I wanted to make you all aware of the attached Complaint. Patricia Young, the sister of Ledell Lee, has requested under the Freedom of Information Act that the City turn over physical evidence from her brother’s murder case. However, as I have relayed to her attorney, under current state statutes and case law, the City is prevented from releasing DNA physical evidence.

A.C.A . § 16-43-1101 prohibits the disclosure of genetic information in “any judicial, legislative, or administrative proceedings, …” The exceptions to this rule are: 1) paternity cases; 2) when the individual whose genetic information is a party and the genetic information is at issue; 3) for use in a law enforcement investigation or criminal trial; and 4) the genetic information is for use in a law enforcement investigation where an insurer is reporting fraud or criminal activity. None of these exceptions apply in this instance.

Additionally, although courts have interpreted the Freedom of Information Act broadly, in Nolan v. Little, the Court held that the interpretation is not so broad “as to include any item located within the doors of a state agency that may contain some kind of genetic information.” Ms. Young’s request for DNA physical evidence is similar to the one in Nolan, where the Court found that the request fell outside the scope of FOIA:

a seed sample does not meet the definition of a “public record,” because it cannot be said to be an object “on which records and information may be stored or represented.” Although the list of items that can be mediums is not exhaustive, it does not contain a seed or any other organic object. Moreover, the various items that constitute a “public record” are writings, recorded sounds, films, tapes, electronic or computer-based information, and data compilations in any medium. “Mediums” are paper, microfilm, microform, computer disks and diskettes, optical disks, and magnetic tapes. Giving the words of the statute their plain and ordinary meaning as required by the rules of statutory construction, a seed sample does not constitute a “public record,” nor does it fall within the definition of a medium.
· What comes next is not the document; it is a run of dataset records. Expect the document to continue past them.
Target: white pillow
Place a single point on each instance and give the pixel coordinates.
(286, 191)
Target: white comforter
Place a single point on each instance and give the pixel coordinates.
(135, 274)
This interpretation is consistent with the provisions of the entire Freedom of Information Act, Ark. Code Ann. § 25-19-101 et seq., which provides for all public records to be open to “inspection and copying” by any citizen, Ark. Code Ann. § 25-19-105 (a)(1). Removal and destructive testing of seed samples go far beyond the inspection and copying of public records.

Lee’s DNA physical evidence is not a public record and is not open to public inspection. Additionally, should the City release this evidence, there is the possibility that the evidence would be destroyed, further violating evidence retention laws.

Original story:

LITTLE ROCK, Ark.- The Innocence Project and the American Civil Liberties Union will announce Thursday morning what they say is new information and litigation related to the 2017 execution of Ledell Lee.

Lee was executed in April 2017 for the 1993 murder of Debra Reese.

Lee, who was 27 years old at the time of the murder, robbed and strangled Reese, 26, in her Jacksonville home.

He was sentenced to death two years later.

He maintained his innocence until his execution.

The Innocence Project and ACLU were brought in two weeks before the execution.

They say they found flaws in the evidence used to convict Lee and they found DNA evidence that likely belonged to the killer that was not tested with modern technology.

The press conference is Thursday at 10 a.m. at the Darragh Center at the Main Library downtown.

Lee’s brother and sister will be there today.